Matt's Audio Letter of the Week
July 25, 2025
Transcript
Hey, everyone — welcome to today’s Feel Better Letter, or FBL.
This is Matt.
I hope you’re having a great week.
Today’s topic is about how the longer you wait, the more difficult things often become. We know this to be a general principle with anything we face in life. If we avoid something over time, it gets increasingly more difficult to face or resolve. By putting it off, it doesn’t stay the same — it grows.
That could be our physical health. If we haven’t worked out and our body isn’t where we want it to be in, say, six months — and we put it off for another six years — getting back into shape is much harder than if we had just acted at the six-month mark.
Or take a conversation we need to have with someone. If we put it off because we’re afraid it’s going to be uncomfortable or difficult, the problem grows exponentially. People do this in relationships all the time.
It’s the same with our mental and emotional health. When you put something off hoping it’ll resolve itself, it tends to get worse — often exponentially so.

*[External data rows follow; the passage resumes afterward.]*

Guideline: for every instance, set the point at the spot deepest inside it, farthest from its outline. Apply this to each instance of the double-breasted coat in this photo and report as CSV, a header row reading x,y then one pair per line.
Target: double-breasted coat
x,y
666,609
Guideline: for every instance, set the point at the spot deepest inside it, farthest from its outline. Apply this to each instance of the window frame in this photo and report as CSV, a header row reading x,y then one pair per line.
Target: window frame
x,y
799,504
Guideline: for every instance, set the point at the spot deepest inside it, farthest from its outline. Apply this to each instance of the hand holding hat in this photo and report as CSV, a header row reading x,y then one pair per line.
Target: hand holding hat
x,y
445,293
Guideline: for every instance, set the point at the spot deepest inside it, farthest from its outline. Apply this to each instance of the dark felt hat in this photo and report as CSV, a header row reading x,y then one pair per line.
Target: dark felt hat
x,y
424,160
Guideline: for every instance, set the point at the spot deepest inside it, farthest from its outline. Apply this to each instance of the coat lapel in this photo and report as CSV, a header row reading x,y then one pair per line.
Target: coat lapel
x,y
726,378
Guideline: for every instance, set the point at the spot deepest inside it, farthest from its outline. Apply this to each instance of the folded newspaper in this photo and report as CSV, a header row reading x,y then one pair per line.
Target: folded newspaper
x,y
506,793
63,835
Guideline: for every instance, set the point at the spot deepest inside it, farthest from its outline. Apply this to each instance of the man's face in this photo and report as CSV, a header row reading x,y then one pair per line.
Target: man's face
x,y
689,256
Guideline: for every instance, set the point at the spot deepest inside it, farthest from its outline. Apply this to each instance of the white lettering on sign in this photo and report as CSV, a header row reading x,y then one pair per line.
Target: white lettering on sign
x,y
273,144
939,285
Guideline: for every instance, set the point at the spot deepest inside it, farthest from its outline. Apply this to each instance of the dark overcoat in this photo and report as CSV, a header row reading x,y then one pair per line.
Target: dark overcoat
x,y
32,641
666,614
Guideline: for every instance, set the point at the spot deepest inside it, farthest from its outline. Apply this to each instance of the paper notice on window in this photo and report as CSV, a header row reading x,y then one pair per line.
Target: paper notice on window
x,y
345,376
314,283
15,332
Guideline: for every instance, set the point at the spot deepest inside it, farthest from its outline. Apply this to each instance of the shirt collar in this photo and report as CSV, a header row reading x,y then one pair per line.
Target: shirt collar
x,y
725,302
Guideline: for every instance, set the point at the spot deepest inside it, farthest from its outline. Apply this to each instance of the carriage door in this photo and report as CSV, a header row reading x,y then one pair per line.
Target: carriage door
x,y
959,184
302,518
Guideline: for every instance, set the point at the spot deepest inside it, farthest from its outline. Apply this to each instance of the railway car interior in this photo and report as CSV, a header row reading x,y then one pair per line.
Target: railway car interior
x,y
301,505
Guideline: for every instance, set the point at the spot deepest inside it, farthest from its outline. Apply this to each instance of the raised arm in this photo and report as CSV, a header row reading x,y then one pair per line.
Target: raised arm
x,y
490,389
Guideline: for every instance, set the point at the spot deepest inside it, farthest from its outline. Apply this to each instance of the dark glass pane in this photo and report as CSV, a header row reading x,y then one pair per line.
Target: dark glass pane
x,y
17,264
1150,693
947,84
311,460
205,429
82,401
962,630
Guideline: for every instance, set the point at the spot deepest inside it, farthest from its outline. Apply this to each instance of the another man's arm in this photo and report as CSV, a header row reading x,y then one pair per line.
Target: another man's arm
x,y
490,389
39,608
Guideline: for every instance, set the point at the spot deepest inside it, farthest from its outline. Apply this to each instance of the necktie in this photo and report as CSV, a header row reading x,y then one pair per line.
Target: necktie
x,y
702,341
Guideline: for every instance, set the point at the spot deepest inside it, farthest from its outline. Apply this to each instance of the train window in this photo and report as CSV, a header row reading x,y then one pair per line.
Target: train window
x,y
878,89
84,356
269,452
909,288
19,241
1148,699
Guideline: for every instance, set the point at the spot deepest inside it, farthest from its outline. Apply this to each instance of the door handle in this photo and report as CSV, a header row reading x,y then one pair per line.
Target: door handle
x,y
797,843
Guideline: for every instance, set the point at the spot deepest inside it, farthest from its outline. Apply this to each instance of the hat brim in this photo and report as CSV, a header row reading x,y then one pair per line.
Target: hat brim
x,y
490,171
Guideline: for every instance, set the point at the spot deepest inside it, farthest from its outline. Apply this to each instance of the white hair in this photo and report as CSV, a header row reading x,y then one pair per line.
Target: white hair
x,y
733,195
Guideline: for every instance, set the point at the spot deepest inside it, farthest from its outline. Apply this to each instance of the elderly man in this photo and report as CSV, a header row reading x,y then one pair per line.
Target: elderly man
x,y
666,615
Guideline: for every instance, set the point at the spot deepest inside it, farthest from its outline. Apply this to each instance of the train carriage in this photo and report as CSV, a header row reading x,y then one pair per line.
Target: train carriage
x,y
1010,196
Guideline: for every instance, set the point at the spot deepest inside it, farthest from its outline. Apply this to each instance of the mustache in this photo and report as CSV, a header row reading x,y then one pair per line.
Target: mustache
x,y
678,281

With OCD, anxiety, and fear specifically, one of the paradoxes I’ve seen is that the more intense or severe the situation is, the less aware the person is of how big the problem really is. I’ve seen this time and again in my career. As fear grows and your life becomes smaller, you often lose sight of what life was — or what life could be — without that fear. It becomes so ingrained in everything you do that you can’t even conceptualize life without it. It just feels like part of your routine, part of your day-to-day.
And the anticipatory anxiety — what you think it will take to overcome it — makes the fear feel even bigger. It’s not actually that big, but it appears that way. So just thinking about confronting it becomes overwhelming.
Another layer of this: the longer fear goes on, the more you unconsciously know that getting better will involve grieving the time lost to fear. And because you don’t want to confront that grief, you delay action even further.
Now, I know that for some people listening today — maybe you — this message might sting a bit. And it’s not my intention to make you uncomfortable, but it is important that you hear this, especially if it resonates with you.
Putting your mental and emotional well-being on the back burner — avoiding fear — doesn’t lead to healing. And to be clear, I’m not talking about managing or coping with symptoms. I’m not saying, “Oh, I’ve got it under control.” If fear is running your life in any capacity, it’s worth looking at and addressing. We don’t want fear in the background running the show.
The tipping point of recovery is courage. Courage is what allows for healing. And when it comes to fear and OCD-related anxiety, courage isn’t about confronting something external. It’s about learning to face the emotions within you. That’s where fear actually lives.
So when you do something that triggers you, like an exposure activity, you’re not really confronting the external situation — you’re confronting what that situation stirs up inside you.
Emotional mastery, healing, and recovery are about confronting the emotions you’ve been avoiding for so long. It’s that avoidance that’s been running the show. That’s how fear holds power: through your avoidance.
Recovery takes courage. It takes courage to look honestly at how fear has impacted your life, how it’s limited you, and to confront those facts. And putting it off any longer won’t resolve it.
So wherever you are, no matter how long it’s been — the best time to begin is now. Waiting longer will only make it harder. This isn’t something that just resolves itself one day.
It takes courage. It takes action. It takes a willingness to stop running, stop avoiding, stop putting off what you know you need to do — and to prioritize your well-being: mentally, emotionally, spiritually.
That’s the message I wanted to share today. I hope it’s helpful. I hope it sparks some reflection.
Wishing you all a great weekend — and I look forward to seeing you soon.